Utilities and Conveniences#

This section provide a short overview of various more involved operations which are provided in the utils module. In all cases, more detail is available in the API pages

Rename Dimensions#

The rename_dimension() utility does this, in a way which ensures a safe and consistent result.

See: Rename

Dataset Equality Testing#

The functions dataset_differences() and variable_differences() produce a list of messages detailing all the ways in which two datasets or variables are different.

For Example:#

>>> data1 = NcData(
...   dimensions=[NcDimension("x", 5)],
...   variables=[NcVariable("vx", dimensions=["x"], data=np.arange(5))]
... )
>>> data2 = data1.copy()
>>> print(dataset_differences(data1, data2))
[]
>>> data2.dimensions["x"].unlimited = True
>>> data2.variables["vx"].data = np.array([1, 3])  # NB must be a *new* array !
>>> diffs = dataset_differences(data1, data2)
>>> for msg in diffs:
...    print(msg)
Dataset "x" dimension has different "unlimited" status : False != True
Dataset variable "vx" shapes differ : (5,) != (2,)

For a short-form test that two things are the same, you can just check that the results == [].

By default, these functions compare everything about the two arguments. However, they also have multiple keywords which allow certain types of differences to be ignored, E.G. check_dims_order=False, check_var_data=False.

Note

The == and != operations on ncdata.NcData and ncdata.NcVariable use these utility functions to check for differences.

Warning

As they lack a keyword interface, these operations provide no tolerance options, so they always check absolutely everything. Especially, they perform full data-array comparisons, which can have very high performance costs if data arrays are large.

Sub-indexing#

A new dataset can be derived by indexing over dimensions, analagous to sub-indexing an array.

This operation indexes all the variables appropriately, to produce a new, independent dataset which is complete and self-consistent.

The basic indexing operation is provided in three forms:

  1. the index_by_dimensions() function provides the basic operation

  2. the Slicer objects allow indexing with a slicing syntax

  3. the ncdata.NcData.slicer() and NcData.__getitem__ methods allow a neater syntax for slicing datasets directly

Note

The simplest way is usually to use the NcData methods.
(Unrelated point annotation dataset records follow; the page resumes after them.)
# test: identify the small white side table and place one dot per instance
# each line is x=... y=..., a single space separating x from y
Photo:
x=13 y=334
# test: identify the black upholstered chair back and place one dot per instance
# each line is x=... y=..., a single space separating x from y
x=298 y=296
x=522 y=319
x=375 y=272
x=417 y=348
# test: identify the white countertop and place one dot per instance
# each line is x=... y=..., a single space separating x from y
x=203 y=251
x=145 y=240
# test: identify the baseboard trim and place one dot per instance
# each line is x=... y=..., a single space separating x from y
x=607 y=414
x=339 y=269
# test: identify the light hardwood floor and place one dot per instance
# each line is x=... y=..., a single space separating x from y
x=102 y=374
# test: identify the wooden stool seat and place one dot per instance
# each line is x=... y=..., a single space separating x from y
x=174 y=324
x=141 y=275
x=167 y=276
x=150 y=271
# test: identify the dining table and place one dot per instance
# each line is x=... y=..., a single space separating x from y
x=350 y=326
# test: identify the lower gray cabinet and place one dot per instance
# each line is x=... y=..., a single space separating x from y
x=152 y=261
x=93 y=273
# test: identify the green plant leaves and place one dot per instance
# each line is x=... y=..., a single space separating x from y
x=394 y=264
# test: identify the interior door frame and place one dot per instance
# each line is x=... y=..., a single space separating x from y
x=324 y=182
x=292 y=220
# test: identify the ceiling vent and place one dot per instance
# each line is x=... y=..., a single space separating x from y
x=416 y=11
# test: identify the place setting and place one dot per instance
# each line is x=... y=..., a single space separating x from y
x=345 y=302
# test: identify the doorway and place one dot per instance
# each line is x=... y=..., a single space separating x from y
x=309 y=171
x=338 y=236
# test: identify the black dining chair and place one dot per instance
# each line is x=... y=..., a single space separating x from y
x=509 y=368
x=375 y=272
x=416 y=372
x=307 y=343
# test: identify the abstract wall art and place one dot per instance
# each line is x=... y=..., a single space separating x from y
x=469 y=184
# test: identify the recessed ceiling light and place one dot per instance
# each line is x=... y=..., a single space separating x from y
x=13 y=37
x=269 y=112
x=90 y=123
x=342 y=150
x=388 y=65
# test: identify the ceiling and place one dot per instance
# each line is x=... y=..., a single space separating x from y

See: Extract a subsection by indexing

Indexing function#

The function index_by_dimensions() provides indexing where the indices are passed as keywords for each named dimension.

For example:

>>> data = NcData(
...   dimensions=[NcDimension("y", 4), NcDimension("x", 10)],
...   variables=[NcVariable(
...      "v1", dimensions=["y", "x"],
...      data=np.arange(40).reshape((4, 10))
...   )]
... )
>>> subdata_A = index_by_dimensions(data, x=2)
>>> print(subdata_A)
<NcData: <'no-name'>
    dimensions:
        y = 4

    variables:
        <NcVariable(int64): v1(y)>
>
>>> print(subdata_A.variables["v1"].data)
[ 2 12 22 32]

>>> subdata_B = index_by_dimensions(data, y=slice(0, 2), x=[4, 1, 2])
>>> print(subdata_B)
<NcData: <'no-name'>
    dimensions:
        y = 2
        x = 3

    variables:
        <NcVariable(int64): v1(y, x)>
>
>>> print(subdata_B.variables["v1"].data)
[[ 4  1  2]
 [14 11 12]]

Slicing syntax#

The Slicer class is provided to enable the same operation to be expressed using multi-dimensional slicing syntax.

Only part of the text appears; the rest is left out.